Эта же инородность уже в другом ключе выражается у Кафки и метафорой всеобщего внутреннего окостенения, когда Грегор Замза превращается в какое-то склизлое отвратительное животное, которое он с себя не может стряхнуть. Что это, почему приходится прибегать к таким метафорам? Сошлюсь на более близкий пример.
Можно ли, скажем, применять понятия «мужество» и «трусость» или «искренность» и «лживость» к ситуациям, в которые попадает «третий», неописуемый человек (я назову их ситуациями, в которых «всегда уже поздно»)? Ну, например, такой ситуацией являлось до недавнего времени пребывание советского туриста за границей. Он мог попадать там в такие положения, когда от него требовалось лишь проявление личного достоинства, естественности. Просто быть мужчиной, не показывая своим видом, что ждешь указаний о том, как себя вести, что ответить на тот или иной конкретный вопрос и т. д. И некоторые были склонны тогда рассуждать так, что турист, который не проявил себя как настоящий цивилизованный человек, труслив, а тот, который проявил, — мужественен. Однако к этому туристу не применимы суждения, труслив он или храбр, искренен или не искренен, по той простой причине, что за границей он оказался на основе определенной привилегии, и поэтому уже поздно что-то проявить от себя лично. Это нелепо, над этим можно только посмеяться.
Ситуация абсурда неописуема, ее можно лишь передать гротеском, смехом. Язык добра и зла, мужества и трусости к ней не относится, поскольку она вообще не в области, очерченной актами первовместимости. Язык же в принципе возникает на основе именно этих актов.

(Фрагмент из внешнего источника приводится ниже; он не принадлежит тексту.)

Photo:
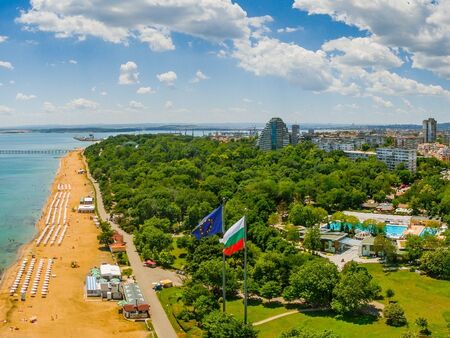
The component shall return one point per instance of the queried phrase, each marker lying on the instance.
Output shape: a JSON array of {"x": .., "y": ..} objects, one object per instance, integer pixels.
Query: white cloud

Или, скажем, известно, что выражение «качать права» относится к поступкам человека, который формально добивается закона. Но если все действия человека уже «сцеплены» ситуацией, где не было первоакта закона, то поиск им последнего (а он совершается в языке, который у нас один и тот же — европейский, идущий от Монтескье, Монтеня, Руссо, от римского трава и т. д.) никакого отношения к этой ситуации не имеет. А мы, живя в одной ситуации, часто пытались и пытаемся тем не менее понять ее в терминах другой, начиная и проходя путь господина К. в «Процессе». Действительно, если есть семена ума, то можно представить себе и волосы ума. Представим, что волосы у человека растут на голове внутрь (вместо того, чтобы, как полагается, расти наружу), вообразим мозг, заросший волосами, где мысли блуждают, как в лесу, те находят друг друга и ни одна из них не может оформиться. Это первобытное состояние гражданской мысли. Цивилизация же — это прежде всего духовное здоровье нации, и поэтому надо в первую очередь думать о том, чтобы не нанести ей такие повреждения, последствия которых были бы необратимы.